See course description in Danish
Learning Objectives
- Choose appropriate models for phase equilibrium calculations of different types of mixtures e.g. with non-polar, polar and associating compounds as well as mixtures with electrolytes and polymers at different conditions
- Describe the most important “common” principles of many thermodynamic models (local compositions, corresponding states, regular solutions, group contributions, free volume) as well as their relationships
- Use the basic equations for various types of phase equilibria (VLE, LLE, SLE, VLLE, GLE, SGE,…) and estimate experimental activity coefficients from VLE or SLE data
- Perform phase equilibrium calculations for mixtures using thermodynamic models e.g. via suitable software as well as analyse the obtained results
- Identify the most important intermolecular forces and based on them choose appropriate thermodynamic models for specific purposes and applications
- Describe and analyse phase diagrams and choose appropriate models that could be used for their calculation
- Describe the various methods for the estimation of both pure-component and mixture parameters in thermodynamic models (both equations of state and activity coefficient models)

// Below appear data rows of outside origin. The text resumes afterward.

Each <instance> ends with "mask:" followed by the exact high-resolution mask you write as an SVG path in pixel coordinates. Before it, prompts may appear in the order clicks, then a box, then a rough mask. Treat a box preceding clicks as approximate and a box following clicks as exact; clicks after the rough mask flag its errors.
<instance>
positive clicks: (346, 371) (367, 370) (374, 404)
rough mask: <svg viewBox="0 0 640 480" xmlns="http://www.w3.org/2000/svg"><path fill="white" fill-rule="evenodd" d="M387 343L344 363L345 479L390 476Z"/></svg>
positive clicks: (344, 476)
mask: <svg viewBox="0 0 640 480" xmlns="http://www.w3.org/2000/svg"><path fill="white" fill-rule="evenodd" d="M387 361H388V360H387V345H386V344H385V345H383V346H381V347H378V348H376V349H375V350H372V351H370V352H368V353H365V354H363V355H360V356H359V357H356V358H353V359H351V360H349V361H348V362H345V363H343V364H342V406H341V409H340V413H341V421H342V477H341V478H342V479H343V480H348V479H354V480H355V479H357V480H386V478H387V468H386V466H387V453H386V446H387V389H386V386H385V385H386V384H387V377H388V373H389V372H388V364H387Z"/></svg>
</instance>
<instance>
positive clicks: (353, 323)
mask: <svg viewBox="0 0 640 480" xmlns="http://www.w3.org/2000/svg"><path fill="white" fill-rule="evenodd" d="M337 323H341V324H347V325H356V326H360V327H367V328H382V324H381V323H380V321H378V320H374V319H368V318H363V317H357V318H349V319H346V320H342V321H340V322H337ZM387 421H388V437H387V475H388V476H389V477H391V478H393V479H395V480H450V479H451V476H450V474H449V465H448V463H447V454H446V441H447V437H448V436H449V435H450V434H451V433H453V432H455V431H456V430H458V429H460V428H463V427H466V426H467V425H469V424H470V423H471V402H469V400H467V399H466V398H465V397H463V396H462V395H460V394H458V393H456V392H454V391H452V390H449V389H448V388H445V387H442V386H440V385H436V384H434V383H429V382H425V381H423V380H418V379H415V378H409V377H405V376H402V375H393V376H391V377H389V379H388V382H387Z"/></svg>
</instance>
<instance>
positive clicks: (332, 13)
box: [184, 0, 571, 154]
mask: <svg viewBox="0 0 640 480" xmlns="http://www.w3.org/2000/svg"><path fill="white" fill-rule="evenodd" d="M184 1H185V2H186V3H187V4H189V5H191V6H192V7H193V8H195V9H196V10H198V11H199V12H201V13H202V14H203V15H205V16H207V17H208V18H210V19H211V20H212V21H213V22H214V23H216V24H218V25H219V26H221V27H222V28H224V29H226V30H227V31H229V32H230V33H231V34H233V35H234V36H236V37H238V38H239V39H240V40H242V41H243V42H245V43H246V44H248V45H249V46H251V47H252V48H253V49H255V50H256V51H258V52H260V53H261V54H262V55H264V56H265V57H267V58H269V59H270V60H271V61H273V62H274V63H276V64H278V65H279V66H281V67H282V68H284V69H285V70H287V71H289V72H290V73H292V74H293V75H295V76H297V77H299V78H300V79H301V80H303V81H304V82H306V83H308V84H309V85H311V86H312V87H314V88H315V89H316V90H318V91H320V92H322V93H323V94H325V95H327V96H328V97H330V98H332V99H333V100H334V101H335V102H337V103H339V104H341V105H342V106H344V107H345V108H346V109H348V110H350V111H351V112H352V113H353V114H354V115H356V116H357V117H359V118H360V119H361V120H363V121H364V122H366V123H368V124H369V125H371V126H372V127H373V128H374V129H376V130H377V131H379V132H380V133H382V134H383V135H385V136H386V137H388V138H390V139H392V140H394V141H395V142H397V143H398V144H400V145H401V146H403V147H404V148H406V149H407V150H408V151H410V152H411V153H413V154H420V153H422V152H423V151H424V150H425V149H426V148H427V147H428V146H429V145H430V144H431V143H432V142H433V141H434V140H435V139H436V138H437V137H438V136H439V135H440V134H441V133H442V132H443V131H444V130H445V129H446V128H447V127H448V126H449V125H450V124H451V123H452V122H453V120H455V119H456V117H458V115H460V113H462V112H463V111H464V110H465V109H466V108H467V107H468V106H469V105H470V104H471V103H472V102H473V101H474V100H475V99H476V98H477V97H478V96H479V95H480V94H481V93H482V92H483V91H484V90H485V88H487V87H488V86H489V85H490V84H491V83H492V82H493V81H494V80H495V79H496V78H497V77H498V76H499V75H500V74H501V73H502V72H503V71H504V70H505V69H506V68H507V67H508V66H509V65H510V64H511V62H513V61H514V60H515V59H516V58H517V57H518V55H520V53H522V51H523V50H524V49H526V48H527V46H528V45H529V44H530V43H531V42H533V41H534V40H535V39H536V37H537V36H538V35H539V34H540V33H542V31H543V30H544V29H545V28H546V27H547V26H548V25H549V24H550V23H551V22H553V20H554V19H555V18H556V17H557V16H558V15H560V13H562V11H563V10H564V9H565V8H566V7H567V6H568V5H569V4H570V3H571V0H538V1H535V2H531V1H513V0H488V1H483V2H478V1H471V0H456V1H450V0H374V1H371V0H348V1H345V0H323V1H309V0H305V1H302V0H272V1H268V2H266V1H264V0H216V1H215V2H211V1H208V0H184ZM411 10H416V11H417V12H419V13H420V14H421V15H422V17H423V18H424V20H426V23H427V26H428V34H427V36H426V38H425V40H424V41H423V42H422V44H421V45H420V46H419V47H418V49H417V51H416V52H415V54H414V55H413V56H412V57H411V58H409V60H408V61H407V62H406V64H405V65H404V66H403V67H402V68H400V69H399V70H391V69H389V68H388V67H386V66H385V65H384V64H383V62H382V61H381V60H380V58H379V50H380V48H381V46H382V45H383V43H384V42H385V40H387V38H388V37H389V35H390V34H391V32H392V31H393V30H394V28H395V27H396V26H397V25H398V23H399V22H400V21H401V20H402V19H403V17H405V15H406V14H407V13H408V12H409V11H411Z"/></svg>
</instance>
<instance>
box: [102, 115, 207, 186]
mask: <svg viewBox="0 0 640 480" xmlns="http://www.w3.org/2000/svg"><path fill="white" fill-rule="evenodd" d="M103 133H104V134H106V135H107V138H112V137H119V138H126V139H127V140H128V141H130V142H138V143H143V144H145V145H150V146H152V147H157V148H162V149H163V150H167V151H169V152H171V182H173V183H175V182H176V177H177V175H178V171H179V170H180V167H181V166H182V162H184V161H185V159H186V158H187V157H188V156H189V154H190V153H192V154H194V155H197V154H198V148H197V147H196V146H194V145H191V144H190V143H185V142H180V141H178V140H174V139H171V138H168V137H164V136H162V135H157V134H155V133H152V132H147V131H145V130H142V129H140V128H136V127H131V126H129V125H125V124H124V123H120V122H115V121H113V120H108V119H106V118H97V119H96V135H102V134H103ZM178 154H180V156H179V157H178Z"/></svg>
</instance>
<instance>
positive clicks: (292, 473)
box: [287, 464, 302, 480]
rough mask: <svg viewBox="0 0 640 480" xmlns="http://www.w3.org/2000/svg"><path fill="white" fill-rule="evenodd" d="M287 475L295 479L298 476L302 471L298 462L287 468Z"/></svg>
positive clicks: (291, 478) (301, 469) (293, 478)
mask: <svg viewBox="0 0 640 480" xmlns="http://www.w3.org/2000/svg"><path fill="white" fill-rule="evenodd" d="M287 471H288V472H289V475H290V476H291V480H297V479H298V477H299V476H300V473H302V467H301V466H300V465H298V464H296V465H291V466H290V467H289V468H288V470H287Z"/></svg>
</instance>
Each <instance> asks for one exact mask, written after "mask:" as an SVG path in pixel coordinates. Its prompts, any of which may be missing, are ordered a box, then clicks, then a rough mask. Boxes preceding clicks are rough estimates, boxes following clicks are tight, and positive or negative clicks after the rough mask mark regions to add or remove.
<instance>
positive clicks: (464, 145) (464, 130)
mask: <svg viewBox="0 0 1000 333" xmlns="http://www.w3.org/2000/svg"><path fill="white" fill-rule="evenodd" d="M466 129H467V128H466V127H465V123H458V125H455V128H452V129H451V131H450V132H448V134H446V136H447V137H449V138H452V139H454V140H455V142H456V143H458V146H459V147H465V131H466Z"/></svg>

- Know the difference between correlative and predictive models
- Use the so-called EoS/GE mixing rules
- Explain the association principle and perform simple calculations with association models as well as predict the association schemes based on the structure of the compounds
- Explain the strengths and weaknesses of the various models and evaluate the capabilities of different models in describing various types of phase equilibria
- Calculate the distribution of chemicals in the environment (water-air-ground-living organisms) and present briefly models for biotechnology
Course Content
i. Thermodynamics in relation to separation processes – need for thermodynamic data – development of thermodynamic models and theories
ii. The most important concepts and definitions from physical chemistry (ideal mixture, fugacity, activity coefficient, phase equilibrium calculations: vapor-liquid, liquid-liquid, solid-liquid, solid-gas)
iii. The various types of intermolecular forces and their use in the development and understanding of theories and models, the theoretical basis of the most important models
iv. Cubic equations of state with classical and advanced mixing rules -applications in the oil & gas and chemical industries
v. Activity coefficient models with emphasis on “local composition” models and group contribution principle -chemical and pharmaceutical industries
vi. Theories and models for electrolytes, associating mixtures and polymer solutions -applications in the petroleum and polymer industries
vii. Octanol-water partition coefficients and environmental applications of thermodynamics and models for biotechnology
Recommended prerequisites
28221, Applied Physical Chemistry,
Chemical Engineering Thermodynamics
Teaching Method
Lectures (half of the course). Group work, exercises using suitable software. If there are under 10 students enrolled the teaching form can change.
Faculty
Remarks
The course is important for master thesis projects in the area of thermodynamics and separation processes as well as oil & gas.